I see his point and agree to a certain level, but I disagree with the proposed solution.

Here's my understanding of his argument:

  • Markdown is hard to read and share for long documents
  • Plain text doesn't communicate ideas as well as something with formatting, images, and visual hierarchy
  • So we should move the primary spec format from Markdown to HTML.

He makes a great point about Markdown being more difficult to share and communicate ideas with, because formatting and visuals can make things super easy to understand.

My problem with the approach is that, by trading editability for readability, we're separating we humans even further from the creation process.

I value Markdown because I value text. And I value text because I see it as one step away from thought.

I believe thinking is the one thing we should be careful not to outsource, and I worry what this idea smuggles in is a major step toward making our creations opaque to humans. Not just AI's creations, but ours as well.

The reason I value Paul Graham so much is because of the idea compression work that goes into writing super clean prose. It's difficult to write clearly because it requires thinking clearly.

Text makes your ideas naked, and I like that.

  • What is the problem, exactly?
  • What should we do to solve it?
  • Why is our solution better than alternatives?

I love the challenge of crystallizing this kind of critical stuff in pure text before any technology is involved.

If we're not writing that text ourselves, and then editing it, it starts to feel a lot like bringing a strong robot to the gym.

I worry that if we vibe-think to AI and have it spit out amazing HTML, we're instantly disconnected from the idea. Like where did the idea go?
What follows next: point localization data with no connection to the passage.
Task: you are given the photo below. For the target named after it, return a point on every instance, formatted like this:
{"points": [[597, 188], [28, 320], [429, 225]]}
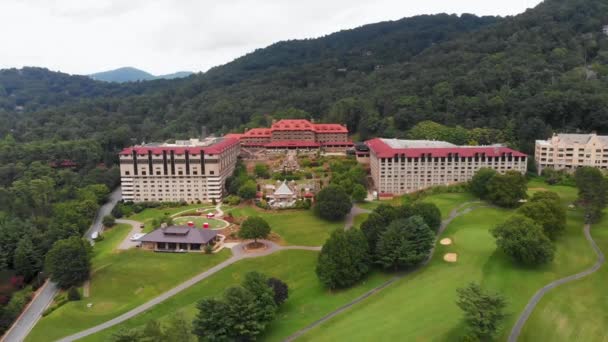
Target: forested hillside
{"points": [[310, 75], [526, 75]]}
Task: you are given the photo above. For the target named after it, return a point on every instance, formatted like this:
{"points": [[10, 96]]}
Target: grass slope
{"points": [[308, 300], [296, 227], [121, 281], [576, 311], [422, 306]]}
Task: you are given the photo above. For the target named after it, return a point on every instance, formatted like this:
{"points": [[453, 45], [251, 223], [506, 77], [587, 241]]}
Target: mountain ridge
{"points": [[132, 74]]}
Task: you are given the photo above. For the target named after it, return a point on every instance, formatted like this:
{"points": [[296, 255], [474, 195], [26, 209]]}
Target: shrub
{"points": [[208, 249], [524, 241], [332, 203], [73, 294], [344, 259]]}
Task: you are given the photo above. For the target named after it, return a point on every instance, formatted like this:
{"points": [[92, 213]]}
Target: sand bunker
{"points": [[450, 257], [446, 241]]}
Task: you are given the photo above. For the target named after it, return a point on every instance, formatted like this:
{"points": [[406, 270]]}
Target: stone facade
{"points": [[188, 171], [403, 166], [570, 151]]}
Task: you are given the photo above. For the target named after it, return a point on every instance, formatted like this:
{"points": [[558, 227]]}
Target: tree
{"points": [[344, 259], [377, 222], [178, 328], [524, 241], [483, 311], [69, 262], [248, 190], [108, 221], [27, 261], [405, 243], [332, 203], [479, 182], [73, 294], [254, 227], [153, 332], [214, 320], [359, 193], [257, 284], [428, 212], [546, 209], [280, 290], [126, 335], [261, 171], [592, 192], [506, 190]]}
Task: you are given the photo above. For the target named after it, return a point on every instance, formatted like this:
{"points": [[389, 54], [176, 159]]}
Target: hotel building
{"points": [[188, 170], [296, 135], [570, 151], [403, 166]]}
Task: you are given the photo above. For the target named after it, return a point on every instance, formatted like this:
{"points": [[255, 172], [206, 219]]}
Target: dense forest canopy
{"points": [[525, 76]]}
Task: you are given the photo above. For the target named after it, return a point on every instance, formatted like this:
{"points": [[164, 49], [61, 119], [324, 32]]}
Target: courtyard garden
{"points": [[199, 221], [295, 227]]}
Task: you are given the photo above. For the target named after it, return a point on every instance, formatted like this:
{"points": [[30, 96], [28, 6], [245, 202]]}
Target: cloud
{"points": [[83, 36]]}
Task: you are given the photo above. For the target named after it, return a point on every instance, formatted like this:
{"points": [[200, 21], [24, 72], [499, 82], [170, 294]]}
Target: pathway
{"points": [[444, 224], [516, 330], [32, 313], [135, 228], [238, 254]]}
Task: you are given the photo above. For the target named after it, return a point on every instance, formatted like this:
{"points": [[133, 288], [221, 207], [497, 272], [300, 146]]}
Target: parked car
{"points": [[137, 236]]}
It started as vibes and got put through a woodchipper and turned into someone else's HTML.

Can I see it in 4 simple bullets? Can I stare at it? Can I grapple with it? Can I tweak it? It's an idea. I need contact with it.

Of course we can ask the AI to summarize its brilliant HTML document into four bullets, but we'll have lost through compression and expansion some percentage of the original.

Maybe I'm being overly emotional here.

I just feel like if you didn't put the hard thinking and writing work into the original idea, and then maintain it in a format that's easy for humans to read and edit, then you have somehow surrendered something Holy to the machines. I say this as a total AI maximalist.

But I get the point he's making, and I think it's super valid.

It's hard to explain or convince people of things with a giant text file. Formatting massively helps. Images massively help. Even an interface or a video or something.

So we're synched on that. I just think it might be better to get the outcome in a different way.

  • MARKDOWN: Easy for humans to write, hard for humans to read.
  • HTML: Hard for humans to write, easy for humans to read.

Maybe the solution isn't moving the first step to HTML where it becomes more opaque to both agents and humans (plus the versioning issues Thariq talked about).Maybe the solution is something crazy like document pairing: like you have the thought file and you have the presentation file(s).

The proposal is to ask AI to just write HTML, right? Well why not just have a separate but linked file for that? One is for crystal-clear human creation and sync between human and AI. Simplicity, clarity, precision, and human editability.

We don't have to choose. We can (and I personally will) keep our .md or .mdx files as authoritative, but then simply add a post-commit hook that auto-builds a brilliant presentation-optimized HTML file or whatever after every change.

I hate the idea of multiple files, but I think it's far preferable to losing the transparent, editable connection to the idea that you get with text.

Basically I think it's much easier for AI to make an additional, rich and shareable version of our clean and agent-friendly Markdown file than it is for humans to stay connected with ideas when they're blended into opaque HTML.

And I think the human thought-to-text connection is the highest-order bit we need to preserve.

Still thinking it through, however, and massive thanks to Thariq for the push for all of us to evolve on this.